На такие смелые мысли почти ежедневно наводит меня наш буфетчик. Как только мне случится приехать на станцию, непременно я слышу, что эта длинная, измученная, испитая фигура уж вопиет перед кем-нибудь из посетителей:

– Ничего не поделаешь! Нет никаких способов! Хошь ложись да умирай!

– Да неужто уж и корюхой торговать невозможно?

– Никаких нет способов! Из всех местов только и видишь, что отказывают да штрафуют; как есть по миру пойдешь!

– Так ты, любезный, достигай до правительствующего сената!

– Да пожалуй что придется достигнуть и высшей инстанции! Вот она, корюха-то! (показывает тарелку с жареной корюшкой). Кажется, что такое? А продай я да попадись, так мне лучше петлю на шею! Вон что есть на свете под названием корюха!

– Так ты тово… доходи, любезный, до сената!

– Последнего решусь, все силы из себя до капли вымотаю, а надо доходить! У меня восемь человек детей… Мне что в петлю, что здесь торговать!..

И, нянчая на одной руке полугодового плачущего ребенка, он другой рукой, за которую хватаются ручонками еле видные из-за буфета другие его ребятишки, в волнении прячет под стойку буфета тарелку с корюшкой, которая, как видите, хуже петли. А, кажется, чем бы мог провиниться против железных законов этот несчастный человек? Безропотно покорялся он им, когда ушел в качестве дворового на все четыре стороны, без земли и с кучей ребят, и, зная, как пекут пироги и жарят корюшку, весьма даже был обрадован, что железные законы водворили на Руси чугунку. «Буду, – мечтал он, – жарить корюшку, печь пироги, буду их продавать и семейство кормить. Хорошо, что прошла чугунка! Дай бог господам здоровья за эту выдумку…» Но те же железные законы, во имя существеннейшего своего свойства – «неумолимости», сделали так, что станцию с буфетом устроили в чистом поле, где был один только проезжающий – генерал Сидор Карпович Дворников, акционер и крупный землевладелец, а на той станции, где водворился дворовый, умевший жарить корюшку и печь пироги, и где скоплялась масса проезжающих, буфет воспретили, а чтобы заставить публику ездить в большой буфет и поддерживать требованием питий и закусок хозяина большого, хотя и пустынного буфета, создали целую систему взысканий, наказаний и штрафов, которые специальный железнодорожный адвокат взыскивал неукоснительно и преследовал виновного во всех инстанциях, не ограничиваясь даже правительствующим сенатом.
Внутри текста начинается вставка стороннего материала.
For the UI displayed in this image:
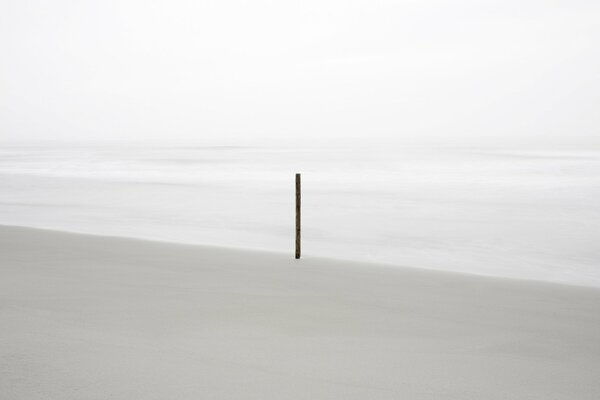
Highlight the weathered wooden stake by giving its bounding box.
[296,174,300,260]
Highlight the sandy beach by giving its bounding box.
[0,223,600,400]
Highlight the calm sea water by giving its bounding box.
[0,146,600,286]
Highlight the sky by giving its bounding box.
[0,0,600,149]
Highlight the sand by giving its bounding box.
[0,227,600,400]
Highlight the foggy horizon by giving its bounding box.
[0,1,600,149]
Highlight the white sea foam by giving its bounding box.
[0,146,600,286]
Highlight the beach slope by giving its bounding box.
[0,227,600,400]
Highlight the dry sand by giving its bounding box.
[0,227,600,400]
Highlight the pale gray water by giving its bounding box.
[0,146,600,286]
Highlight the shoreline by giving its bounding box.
[0,224,600,291]
[0,226,600,400]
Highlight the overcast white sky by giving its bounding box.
[0,0,600,148]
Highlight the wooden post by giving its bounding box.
[296,174,300,260]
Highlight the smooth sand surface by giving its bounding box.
[0,227,600,400]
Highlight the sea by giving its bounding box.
[0,144,600,287]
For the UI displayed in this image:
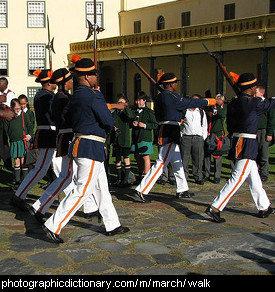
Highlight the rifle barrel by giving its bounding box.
[119,50,163,92]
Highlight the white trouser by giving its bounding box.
[15,148,56,200]
[45,158,120,234]
[32,155,98,214]
[136,143,189,195]
[212,159,270,211]
[33,156,74,214]
[53,155,76,196]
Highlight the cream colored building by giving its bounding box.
[69,0,275,100]
[0,0,275,101]
[0,0,172,99]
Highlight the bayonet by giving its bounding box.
[202,43,241,96]
[118,50,163,92]
[46,15,55,70]
[86,0,104,86]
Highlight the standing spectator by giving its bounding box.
[255,85,275,182]
[131,91,158,182]
[112,94,135,187]
[12,69,56,210]
[181,94,207,185]
[204,94,226,184]
[18,94,35,131]
[4,98,33,189]
[0,77,15,171]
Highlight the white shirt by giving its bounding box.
[0,88,15,107]
[182,108,207,140]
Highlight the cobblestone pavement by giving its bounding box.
[0,179,275,275]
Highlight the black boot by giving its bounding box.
[119,165,131,187]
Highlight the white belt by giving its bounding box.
[37,125,56,131]
[58,128,73,134]
[233,133,257,139]
[75,133,106,143]
[159,121,180,126]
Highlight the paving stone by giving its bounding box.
[127,231,165,240]
[136,268,192,274]
[184,233,275,265]
[0,258,34,275]
[240,262,275,275]
[62,247,97,263]
[110,254,154,269]
[152,254,182,265]
[9,233,57,251]
[135,242,169,255]
[78,261,110,274]
[95,242,127,253]
[28,252,68,269]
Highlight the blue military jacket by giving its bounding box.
[227,93,275,160]
[155,90,208,146]
[33,89,56,148]
[69,85,114,162]
[52,90,73,156]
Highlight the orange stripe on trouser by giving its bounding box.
[38,159,73,213]
[73,138,81,157]
[18,149,49,198]
[218,159,249,209]
[141,143,172,194]
[55,160,95,234]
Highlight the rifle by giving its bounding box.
[46,15,55,70]
[202,43,241,96]
[118,51,163,92]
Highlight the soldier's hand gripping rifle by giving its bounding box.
[118,51,163,92]
[202,43,241,96]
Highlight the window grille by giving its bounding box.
[28,1,45,27]
[86,2,103,27]
[0,1,7,27]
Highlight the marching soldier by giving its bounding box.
[136,73,223,203]
[43,58,129,243]
[205,73,275,223]
[30,68,73,223]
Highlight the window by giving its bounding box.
[134,20,141,33]
[0,1,8,27]
[0,44,8,76]
[224,3,235,20]
[28,1,45,27]
[157,16,165,30]
[28,44,46,74]
[27,87,41,104]
[181,11,191,26]
[269,0,275,13]
[134,73,141,98]
[86,2,103,27]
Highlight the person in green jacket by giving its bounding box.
[256,85,275,182]
[131,91,158,183]
[204,94,226,184]
[111,94,135,187]
[4,98,33,189]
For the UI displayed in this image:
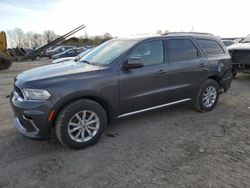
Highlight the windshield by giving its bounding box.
[75,49,92,61]
[79,39,138,66]
[241,35,250,43]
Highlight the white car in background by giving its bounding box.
[52,48,94,64]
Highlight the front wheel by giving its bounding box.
[55,99,107,149]
[194,79,219,112]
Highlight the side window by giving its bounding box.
[167,39,199,62]
[129,41,164,66]
[68,50,75,54]
[198,39,225,55]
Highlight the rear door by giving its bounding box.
[167,37,208,101]
[119,39,169,114]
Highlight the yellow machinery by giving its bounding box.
[0,25,85,70]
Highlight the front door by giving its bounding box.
[119,40,169,114]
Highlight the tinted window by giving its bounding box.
[67,50,75,54]
[198,39,225,55]
[130,41,164,65]
[168,39,199,61]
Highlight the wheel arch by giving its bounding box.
[51,94,114,127]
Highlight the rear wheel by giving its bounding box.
[55,99,107,149]
[194,79,219,112]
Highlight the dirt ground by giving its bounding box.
[0,61,250,188]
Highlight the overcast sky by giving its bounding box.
[0,0,250,37]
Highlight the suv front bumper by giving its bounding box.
[10,92,52,140]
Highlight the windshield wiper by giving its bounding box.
[80,60,98,66]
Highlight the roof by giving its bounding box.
[119,32,218,41]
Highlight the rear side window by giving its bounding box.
[129,41,164,66]
[198,39,225,55]
[168,39,199,62]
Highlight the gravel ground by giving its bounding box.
[0,60,250,188]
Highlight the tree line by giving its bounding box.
[7,28,113,48]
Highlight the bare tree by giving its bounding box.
[7,28,24,47]
[43,30,57,43]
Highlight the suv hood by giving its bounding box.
[228,43,250,50]
[15,61,102,82]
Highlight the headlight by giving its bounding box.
[23,89,50,100]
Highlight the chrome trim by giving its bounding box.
[117,98,191,118]
[22,115,39,132]
[16,118,26,131]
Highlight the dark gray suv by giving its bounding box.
[10,33,232,149]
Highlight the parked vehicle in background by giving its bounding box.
[222,40,235,47]
[52,47,86,60]
[10,33,232,149]
[228,35,250,77]
[45,46,75,59]
[52,49,92,64]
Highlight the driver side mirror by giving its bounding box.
[123,57,143,69]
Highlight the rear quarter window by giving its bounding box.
[197,39,225,55]
[167,39,199,62]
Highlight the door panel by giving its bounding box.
[167,38,208,101]
[119,40,169,114]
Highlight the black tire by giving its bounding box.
[55,99,107,149]
[193,79,219,112]
[233,72,237,79]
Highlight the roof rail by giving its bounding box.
[162,32,213,35]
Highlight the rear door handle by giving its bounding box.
[157,70,168,74]
[200,63,207,67]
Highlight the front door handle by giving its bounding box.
[157,70,168,74]
[200,63,207,67]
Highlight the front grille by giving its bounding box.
[14,85,24,99]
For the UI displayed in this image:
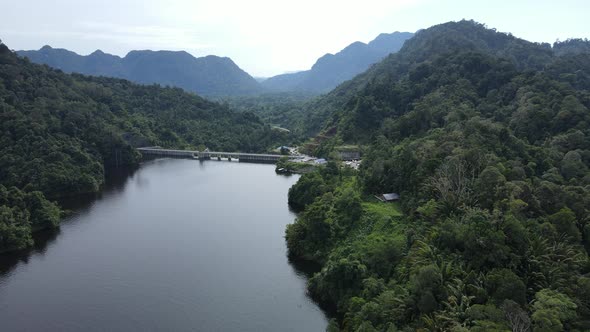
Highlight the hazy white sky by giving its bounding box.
[0,0,590,76]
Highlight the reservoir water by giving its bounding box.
[0,159,327,331]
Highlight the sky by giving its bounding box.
[0,0,590,77]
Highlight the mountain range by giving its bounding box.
[262,32,414,93]
[17,32,413,96]
[17,46,261,96]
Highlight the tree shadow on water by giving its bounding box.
[0,228,61,279]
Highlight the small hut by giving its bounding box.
[375,193,399,203]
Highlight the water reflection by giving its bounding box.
[0,160,327,332]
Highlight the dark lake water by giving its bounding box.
[0,159,327,331]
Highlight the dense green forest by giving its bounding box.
[286,21,590,331]
[217,92,314,140]
[0,39,288,251]
[261,32,413,94]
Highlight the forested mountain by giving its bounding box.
[0,43,286,252]
[17,46,261,96]
[262,32,413,93]
[286,21,590,331]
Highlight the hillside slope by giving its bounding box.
[17,46,261,96]
[286,21,590,331]
[0,39,286,252]
[262,32,413,93]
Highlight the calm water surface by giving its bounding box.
[0,159,327,331]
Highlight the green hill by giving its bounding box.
[0,39,286,252]
[17,46,261,96]
[287,21,590,331]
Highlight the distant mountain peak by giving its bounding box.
[262,31,413,93]
[17,46,261,96]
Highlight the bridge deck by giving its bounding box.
[137,147,298,162]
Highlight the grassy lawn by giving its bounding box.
[363,198,403,218]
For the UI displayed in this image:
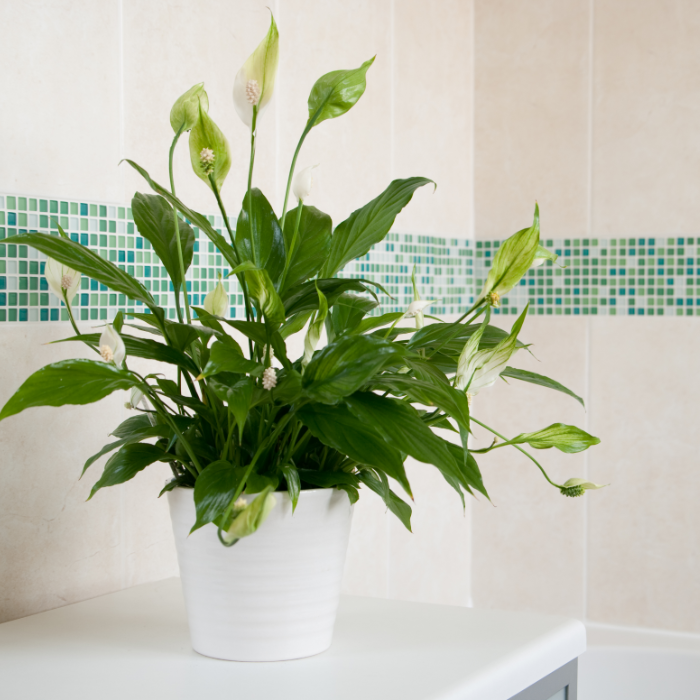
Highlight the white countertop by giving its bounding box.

– Да чем же тебе, после этих твоих слов, торговать-то можно? – спрашивали истерзанного запрещенной корюшкой буфетчика.

– Чем? Погляди в правила… По семнадцатому параграфу могу я свободно продавать пряники, и то в зимнее время, да квас… А по дополнению к двадцать первому параграфу не возбранено и деревянные изделия на руках продавать…

– Да пирог-то, пирог-то… Ежели я, проезжающий, говорю тебе: «дай мне пирог с рыбой!» – это-то можешь ли ты по закону-то?

– А насчет пирога было кассационное решение, – так оно вот у меня где сидит! С рыбой! Онамедни, кабы жандар, добрый человек, не упредил меня, что тут агент надзирает, да не съел всю корюху, чтобы, значит, не было доказательств, так мне бы теперь, почитай, до рождества пришлось отсиживать в хорошем месте за это за самое. С рыбой! Вам это очень просто представляется, а поди-ко, на моем месте, так белугой взвоешь!

Этот почти ежедневный стон несчастного буфетчика заставлял меня также почти ежедневно невольно задавать себе мечтательные вопросы вроде того, почему бы, в самом деле, не похлопотать для человечества в том направлении, чтобы оно пекло булки и жарило корюшку, не утруждая правительствующего сената и не будучи вынуждено из-за них, этих пирогов и булок, лезть в петлю? Это незначительное обстоятельство едва ли не было главною причиною того, что я стал позволять себе частенько фантазировать на тему о жизни людей «по-божецки», а по временам мне стало казаться, что для русского народа можно уже кое-что даже и сделать в этом направлении, а не только фантазировать о том, что «хорошо бы!»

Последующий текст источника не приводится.